Après sa deuxième bière et que le bar ce soit calmés un peu après la ruée du dîner, je me dirige vers elle avec une autre bière. J'ai l'intention d'avoir une conversation avec elle parce qu'elle semble être de si bonne humeur. J'espère que ça va marcher à mon avantage.

Je pense que je sais quelques choses sur elle maintenant – merci à ma maman- et j'espère confirmés ces choses. « Donc, Santana, vous savez que je suis barman, mais qu'en est-il de vous ? »

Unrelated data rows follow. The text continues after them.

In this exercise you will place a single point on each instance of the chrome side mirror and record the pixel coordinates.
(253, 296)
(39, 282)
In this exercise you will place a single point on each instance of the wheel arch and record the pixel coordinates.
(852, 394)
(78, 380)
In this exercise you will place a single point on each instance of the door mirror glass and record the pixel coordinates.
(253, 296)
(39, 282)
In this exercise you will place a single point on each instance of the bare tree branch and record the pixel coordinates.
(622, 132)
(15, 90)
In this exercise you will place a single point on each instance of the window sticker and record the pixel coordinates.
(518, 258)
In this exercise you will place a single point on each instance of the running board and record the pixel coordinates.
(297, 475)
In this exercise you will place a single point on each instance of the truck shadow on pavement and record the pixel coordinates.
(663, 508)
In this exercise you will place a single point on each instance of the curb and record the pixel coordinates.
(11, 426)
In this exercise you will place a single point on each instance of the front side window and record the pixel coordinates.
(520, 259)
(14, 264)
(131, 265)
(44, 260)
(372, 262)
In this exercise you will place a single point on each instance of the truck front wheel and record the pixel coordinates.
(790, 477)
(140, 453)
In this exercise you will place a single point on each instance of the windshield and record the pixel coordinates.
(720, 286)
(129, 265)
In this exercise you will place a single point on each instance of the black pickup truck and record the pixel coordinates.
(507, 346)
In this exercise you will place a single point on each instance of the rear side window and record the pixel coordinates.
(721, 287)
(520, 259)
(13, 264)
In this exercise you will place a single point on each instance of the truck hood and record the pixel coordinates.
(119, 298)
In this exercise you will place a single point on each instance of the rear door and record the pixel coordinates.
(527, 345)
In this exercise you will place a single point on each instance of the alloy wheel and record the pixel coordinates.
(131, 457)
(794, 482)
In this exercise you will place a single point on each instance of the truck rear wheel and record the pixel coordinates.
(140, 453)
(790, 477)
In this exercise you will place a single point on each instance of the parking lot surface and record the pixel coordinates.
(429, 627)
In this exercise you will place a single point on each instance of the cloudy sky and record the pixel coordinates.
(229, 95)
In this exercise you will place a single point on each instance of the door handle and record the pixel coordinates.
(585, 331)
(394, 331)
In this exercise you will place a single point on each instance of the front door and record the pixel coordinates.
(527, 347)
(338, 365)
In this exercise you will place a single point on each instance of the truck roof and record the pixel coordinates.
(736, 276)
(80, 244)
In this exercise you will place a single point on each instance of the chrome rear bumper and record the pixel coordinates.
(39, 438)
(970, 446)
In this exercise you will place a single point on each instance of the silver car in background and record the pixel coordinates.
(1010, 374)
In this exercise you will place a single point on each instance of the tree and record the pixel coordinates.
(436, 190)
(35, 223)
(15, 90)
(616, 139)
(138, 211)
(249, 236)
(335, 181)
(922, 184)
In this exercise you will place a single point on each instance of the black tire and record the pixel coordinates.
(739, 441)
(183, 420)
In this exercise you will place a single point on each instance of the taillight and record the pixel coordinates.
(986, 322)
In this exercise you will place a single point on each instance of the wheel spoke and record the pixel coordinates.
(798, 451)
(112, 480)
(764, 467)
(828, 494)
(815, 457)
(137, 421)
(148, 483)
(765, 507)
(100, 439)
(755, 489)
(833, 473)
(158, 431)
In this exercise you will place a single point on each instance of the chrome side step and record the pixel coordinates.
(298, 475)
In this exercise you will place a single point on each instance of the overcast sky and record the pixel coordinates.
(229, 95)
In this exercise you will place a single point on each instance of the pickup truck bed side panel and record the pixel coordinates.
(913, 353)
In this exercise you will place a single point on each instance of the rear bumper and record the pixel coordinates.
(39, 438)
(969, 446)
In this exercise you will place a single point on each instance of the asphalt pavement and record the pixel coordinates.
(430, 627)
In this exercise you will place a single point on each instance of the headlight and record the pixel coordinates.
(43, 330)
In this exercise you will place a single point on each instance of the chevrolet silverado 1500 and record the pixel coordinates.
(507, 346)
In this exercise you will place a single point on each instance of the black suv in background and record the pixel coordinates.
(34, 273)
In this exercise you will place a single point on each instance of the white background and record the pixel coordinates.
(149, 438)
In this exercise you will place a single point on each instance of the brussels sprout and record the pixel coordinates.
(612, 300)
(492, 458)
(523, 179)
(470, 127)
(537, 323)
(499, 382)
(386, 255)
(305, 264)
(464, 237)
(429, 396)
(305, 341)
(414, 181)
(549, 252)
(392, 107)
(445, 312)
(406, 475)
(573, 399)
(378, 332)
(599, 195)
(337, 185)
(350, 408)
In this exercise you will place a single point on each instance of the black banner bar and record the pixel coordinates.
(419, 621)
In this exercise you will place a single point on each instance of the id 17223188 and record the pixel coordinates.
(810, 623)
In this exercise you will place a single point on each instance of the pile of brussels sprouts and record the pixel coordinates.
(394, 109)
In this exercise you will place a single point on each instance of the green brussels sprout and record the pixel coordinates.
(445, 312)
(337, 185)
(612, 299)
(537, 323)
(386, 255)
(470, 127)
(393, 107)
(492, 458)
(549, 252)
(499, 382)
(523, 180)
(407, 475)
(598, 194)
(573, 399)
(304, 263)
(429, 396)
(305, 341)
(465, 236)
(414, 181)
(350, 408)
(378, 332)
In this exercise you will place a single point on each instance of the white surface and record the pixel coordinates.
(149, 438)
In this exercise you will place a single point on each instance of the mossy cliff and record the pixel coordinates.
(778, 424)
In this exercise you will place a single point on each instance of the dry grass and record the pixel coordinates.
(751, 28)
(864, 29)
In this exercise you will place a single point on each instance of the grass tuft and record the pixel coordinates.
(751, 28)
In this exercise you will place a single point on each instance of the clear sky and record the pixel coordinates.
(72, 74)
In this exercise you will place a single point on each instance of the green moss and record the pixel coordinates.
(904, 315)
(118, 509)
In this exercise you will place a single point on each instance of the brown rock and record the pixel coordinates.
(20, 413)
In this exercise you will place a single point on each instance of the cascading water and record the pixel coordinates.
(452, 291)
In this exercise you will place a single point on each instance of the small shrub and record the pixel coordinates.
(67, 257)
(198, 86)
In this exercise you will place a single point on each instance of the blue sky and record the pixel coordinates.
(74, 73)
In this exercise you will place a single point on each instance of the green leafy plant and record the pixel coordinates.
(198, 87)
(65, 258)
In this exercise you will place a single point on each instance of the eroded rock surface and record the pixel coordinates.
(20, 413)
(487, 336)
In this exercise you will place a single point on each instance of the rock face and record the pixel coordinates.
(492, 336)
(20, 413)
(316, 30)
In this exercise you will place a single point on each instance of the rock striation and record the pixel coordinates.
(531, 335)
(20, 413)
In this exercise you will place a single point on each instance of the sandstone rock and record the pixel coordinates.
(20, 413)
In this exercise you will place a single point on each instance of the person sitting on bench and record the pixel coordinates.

Elle prend une gorgée de sa bière au lieu de me répondre. Quand elle pose la bouteille sur me bar, elle regarde la longueur de celui-ci avant que ses yeux reviennent vers mon visage. « Je vends des assurance. » Elle hausse les épaules.

« Ça a l'air- » Je ne suis pas sûr de savoir de quoi ça à l'air. Vendre des assurances ne semble pas être un travail amusant.

« Ennuyeux. Ça a l'air ennuyeux. » Finit-elle pour moi. « Et ça l'es. Ennuyeux comme l'enfer. » Dit-elle avec une voix monotone.

« Hum. D'accord. Si c'est si ennuyeux, pourquoi vous le faites ? » Je ne peux pas m'empêcher de demander. Je pourrais pousser une sorte de frontière invisible mais je ne m'en soucis pas. »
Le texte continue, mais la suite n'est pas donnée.